Waldweiden sind eigentlich verboten
Die Nutzung des Waldes als Weidefläche war früher weit verbreitet. Vielerorts war der Wert der Wälder als Weide sogar grösser als für die Holznutzung, schreibt die eidgenössische Forschungsanstalt für Wald, Schnee und Landschaft. Vor allem die Schweinehaltung in Wäldern war sehr beliebt.
1902 wurden Waldweiden jedoch wegen Übernutzung verboten. Die Wälder haben sich seither erholt – «aber sie sind auch dunkler geworden», sagt Matthias Betsche von Pro Natura Aargau.
Wenn man Rinder, Schweine und Ziegen flächendeckend in die Wälder treiben würde, hätte der Wald wohl ein Problem.

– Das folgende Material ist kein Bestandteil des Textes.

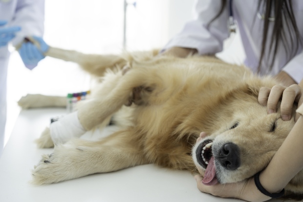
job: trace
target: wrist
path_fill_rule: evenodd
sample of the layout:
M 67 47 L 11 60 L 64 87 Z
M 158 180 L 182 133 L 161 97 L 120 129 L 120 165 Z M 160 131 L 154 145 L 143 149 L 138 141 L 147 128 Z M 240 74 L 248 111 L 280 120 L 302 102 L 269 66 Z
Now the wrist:
M 263 175 L 262 175 L 263 174 Z M 265 180 L 265 177 L 262 171 L 256 173 L 254 176 L 255 184 L 258 189 L 263 195 L 271 198 L 280 198 L 284 195 L 284 188 L 275 186 L 275 184 L 267 182 L 271 182 L 270 180 Z

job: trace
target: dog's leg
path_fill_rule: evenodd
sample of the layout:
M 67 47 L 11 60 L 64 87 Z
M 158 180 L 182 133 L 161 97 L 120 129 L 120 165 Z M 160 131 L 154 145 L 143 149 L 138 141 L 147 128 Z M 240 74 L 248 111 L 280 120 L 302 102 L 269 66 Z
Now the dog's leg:
M 150 69 L 149 69 L 150 70 Z M 129 102 L 133 89 L 138 86 L 149 89 L 146 94 L 152 92 L 152 81 L 148 81 L 149 71 L 142 69 L 130 70 L 121 78 L 118 83 L 103 98 L 97 98 L 87 101 L 79 108 L 79 120 L 82 126 L 89 130 L 103 122 L 108 116 L 117 112 L 125 103 Z M 148 97 L 147 95 L 145 98 Z M 143 99 L 142 98 L 141 98 Z M 145 99 L 147 100 L 147 99 Z M 139 101 L 137 101 L 139 102 Z
M 50 47 L 44 55 L 65 61 L 77 63 L 85 70 L 99 77 L 103 76 L 106 69 L 122 68 L 127 61 L 115 55 L 85 54 L 77 51 Z
M 118 131 L 99 142 L 73 140 L 56 146 L 43 156 L 33 170 L 35 184 L 55 183 L 97 173 L 148 163 L 141 148 L 141 137 L 131 128 Z
M 65 107 L 66 98 L 49 96 L 41 94 L 27 94 L 18 101 L 18 105 L 22 109 L 50 107 Z

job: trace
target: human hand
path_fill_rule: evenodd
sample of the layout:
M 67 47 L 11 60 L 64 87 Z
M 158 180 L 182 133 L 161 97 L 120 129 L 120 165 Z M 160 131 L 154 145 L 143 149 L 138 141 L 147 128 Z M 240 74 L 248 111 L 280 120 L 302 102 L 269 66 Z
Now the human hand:
M 278 103 L 282 97 L 280 107 L 281 117 L 284 121 L 289 121 L 291 119 L 292 106 L 295 101 L 300 106 L 303 102 L 303 88 L 298 84 L 293 84 L 289 87 L 277 85 L 270 89 L 262 87 L 260 89 L 258 101 L 262 105 L 267 105 L 267 113 L 271 114 L 277 111 Z M 296 113 L 295 121 L 297 121 L 300 115 Z
M 205 132 L 201 133 L 200 137 L 197 139 L 197 142 L 206 135 Z M 201 192 L 222 198 L 234 198 L 249 202 L 264 202 L 271 199 L 258 189 L 252 178 L 236 183 L 217 183 L 212 186 L 204 185 L 202 181 L 205 171 L 200 168 L 199 165 L 196 164 L 196 166 L 200 175 L 195 175 L 195 179 L 197 187 Z
M 33 37 L 34 42 L 28 41 L 23 42 L 20 49 L 19 54 L 25 67 L 32 70 L 38 63 L 45 58 L 43 53 L 49 48 L 49 46 L 42 38 Z
M 1 27 L 7 23 L 7 21 L 0 20 L 0 47 L 5 46 L 16 36 L 15 33 L 21 30 L 21 27 L 14 26 Z
M 276 75 L 275 79 L 281 85 L 286 87 L 288 87 L 293 84 L 297 84 L 295 80 L 283 71 L 281 71 Z

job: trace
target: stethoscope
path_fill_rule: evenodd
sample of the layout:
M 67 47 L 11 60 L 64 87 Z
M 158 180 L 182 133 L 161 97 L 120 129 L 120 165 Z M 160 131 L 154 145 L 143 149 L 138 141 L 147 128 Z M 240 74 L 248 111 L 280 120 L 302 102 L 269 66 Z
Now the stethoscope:
M 234 21 L 234 15 L 233 13 L 233 0 L 229 1 L 229 31 L 231 32 L 236 32 L 236 25 Z M 263 12 L 264 13 L 264 12 Z M 264 14 L 261 14 L 260 11 L 259 11 L 257 13 L 257 16 L 258 18 L 262 20 L 264 20 L 265 16 Z M 268 20 L 270 21 L 274 21 L 275 19 L 275 17 L 270 17 L 268 18 Z

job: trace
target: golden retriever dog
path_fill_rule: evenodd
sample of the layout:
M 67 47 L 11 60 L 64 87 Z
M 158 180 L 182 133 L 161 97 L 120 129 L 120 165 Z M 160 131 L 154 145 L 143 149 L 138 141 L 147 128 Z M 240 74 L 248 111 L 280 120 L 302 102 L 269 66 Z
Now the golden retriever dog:
M 53 47 L 46 55 L 102 77 L 93 96 L 79 106 L 85 130 L 111 119 L 119 130 L 98 141 L 55 144 L 34 167 L 36 184 L 147 163 L 193 172 L 195 162 L 206 169 L 206 184 L 236 182 L 267 165 L 295 123 L 293 117 L 282 121 L 279 109 L 267 114 L 258 102 L 260 89 L 277 84 L 273 79 L 215 57 L 156 51 L 87 55 Z M 208 136 L 196 142 L 202 131 Z M 49 129 L 37 142 L 54 146 Z M 302 171 L 285 190 L 286 195 L 303 193 Z

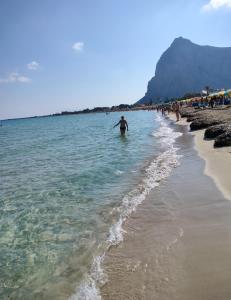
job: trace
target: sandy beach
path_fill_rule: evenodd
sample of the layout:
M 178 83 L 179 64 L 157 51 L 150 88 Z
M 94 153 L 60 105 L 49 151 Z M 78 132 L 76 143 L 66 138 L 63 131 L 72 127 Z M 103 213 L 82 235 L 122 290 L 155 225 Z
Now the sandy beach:
M 230 166 L 222 169 L 229 149 L 213 150 L 185 125 L 172 122 L 183 133 L 181 165 L 126 221 L 124 241 L 106 255 L 103 299 L 231 299 Z
M 168 117 L 176 120 L 173 113 Z M 190 125 L 185 118 L 181 118 L 177 124 L 188 128 Z M 214 141 L 204 139 L 204 133 L 205 129 L 191 132 L 195 136 L 195 149 L 205 160 L 204 174 L 210 176 L 225 198 L 231 200 L 231 147 L 214 148 Z
M 214 148 L 213 141 L 204 140 L 204 132 L 193 133 L 196 150 L 206 162 L 204 173 L 211 176 L 225 198 L 231 200 L 231 147 Z

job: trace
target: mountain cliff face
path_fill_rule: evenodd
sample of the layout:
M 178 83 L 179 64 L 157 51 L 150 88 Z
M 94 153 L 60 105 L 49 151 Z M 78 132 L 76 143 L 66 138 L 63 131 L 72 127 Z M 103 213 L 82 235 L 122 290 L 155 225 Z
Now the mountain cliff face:
M 210 88 L 231 88 L 231 47 L 199 46 L 182 37 L 162 54 L 138 103 L 157 103 Z

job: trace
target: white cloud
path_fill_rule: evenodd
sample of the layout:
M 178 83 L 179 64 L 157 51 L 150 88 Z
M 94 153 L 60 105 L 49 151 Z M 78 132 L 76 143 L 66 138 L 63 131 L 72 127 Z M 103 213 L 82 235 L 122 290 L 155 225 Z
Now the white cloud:
M 0 78 L 0 83 L 28 83 L 31 79 L 17 72 L 9 73 L 5 78 Z
M 76 42 L 72 46 L 72 49 L 74 49 L 77 52 L 81 52 L 81 51 L 83 51 L 83 47 L 84 47 L 84 43 L 83 42 Z
M 34 61 L 34 60 L 32 62 L 30 62 L 29 64 L 27 64 L 27 68 L 29 70 L 36 71 L 36 70 L 38 70 L 38 67 L 39 67 L 39 63 L 37 61 Z
M 221 7 L 231 8 L 231 0 L 210 0 L 209 3 L 202 7 L 203 11 L 216 10 Z

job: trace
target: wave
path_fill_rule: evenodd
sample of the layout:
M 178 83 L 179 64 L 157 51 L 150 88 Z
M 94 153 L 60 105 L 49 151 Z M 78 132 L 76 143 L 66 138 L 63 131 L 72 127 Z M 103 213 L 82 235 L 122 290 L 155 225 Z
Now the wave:
M 119 219 L 109 230 L 104 253 L 94 258 L 90 275 L 86 276 L 76 293 L 69 300 L 101 300 L 98 287 L 107 281 L 102 268 L 106 251 L 111 246 L 118 245 L 123 241 L 125 233 L 123 224 L 125 220 L 145 200 L 150 191 L 159 186 L 161 181 L 170 175 L 172 169 L 179 165 L 180 155 L 177 154 L 179 148 L 174 147 L 174 144 L 176 138 L 181 136 L 182 133 L 175 132 L 168 126 L 167 121 L 159 115 L 157 115 L 156 121 L 160 122 L 160 127 L 152 135 L 158 138 L 158 142 L 164 145 L 167 150 L 149 164 L 145 169 L 145 176 L 141 183 L 122 199 L 122 204 L 117 208 Z

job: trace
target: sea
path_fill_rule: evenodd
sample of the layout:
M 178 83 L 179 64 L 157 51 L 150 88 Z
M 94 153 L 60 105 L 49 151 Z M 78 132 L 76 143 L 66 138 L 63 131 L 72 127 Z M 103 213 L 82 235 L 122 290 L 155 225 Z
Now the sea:
M 0 127 L 0 299 L 101 299 L 123 224 L 180 164 L 154 111 L 5 120 Z

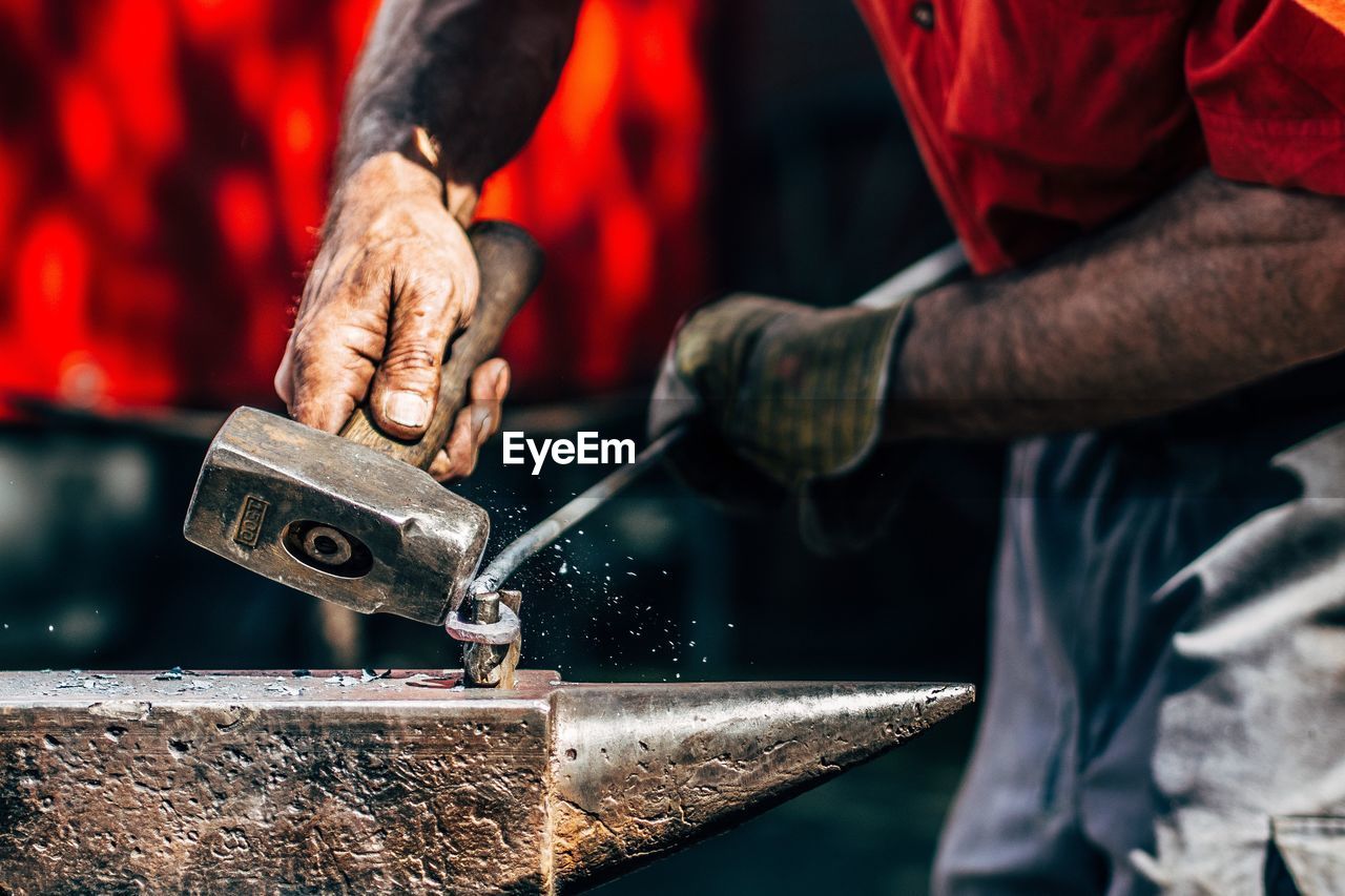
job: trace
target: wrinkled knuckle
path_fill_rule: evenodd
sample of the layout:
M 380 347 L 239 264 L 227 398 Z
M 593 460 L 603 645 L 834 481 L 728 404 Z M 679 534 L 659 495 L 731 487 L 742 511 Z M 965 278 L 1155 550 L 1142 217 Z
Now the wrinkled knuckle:
M 383 358 L 385 374 L 406 378 L 433 374 L 438 369 L 438 357 L 422 343 L 393 346 Z

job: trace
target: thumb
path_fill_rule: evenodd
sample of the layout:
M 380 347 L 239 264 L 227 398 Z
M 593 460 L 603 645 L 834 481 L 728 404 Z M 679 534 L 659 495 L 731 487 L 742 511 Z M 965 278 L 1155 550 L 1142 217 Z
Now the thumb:
M 421 278 L 393 299 L 387 347 L 369 396 L 374 422 L 393 437 L 420 437 L 434 413 L 444 350 L 463 323 L 457 309 L 471 307 L 455 291 L 452 280 Z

Vor 20 Jahren startete Pro Natura unter strengen kantonalen Auflagen wieder mit Waldweideprojekten. «Die Wälder sind wieder lichter geworden. Wir können zeigen, dass die Natur davon profitiert», sagt Betsche.
Lösung für den Verlust von Fruchtfolgeflächen?
Die Landwirtschaft beklagt seit Langem den Verlust von Fruchtfolgeflächen. Könnte die Verlagerung von Viehbeständen in den Wald eine Lösung sein? Matthias Betsche winkt ab: «Wenn man Rinder, Schweine und Ziegen flächendeckend in die Wälder treiben würde, hätte der Wald wohl ein Problem.» Die heutigen Tierbestände seien viel grösser als vor 1902.
Doch punktuell seien Waldweiden ein Gewinn für die Natur: «Die Projekte im Aargau zeigen, dass es funktioniert. Es würde sich lohnen, Waldweiden auch in anderen Kantonen zuzulassen», sagt der Geschäftsführer von Pro Natura Aargau.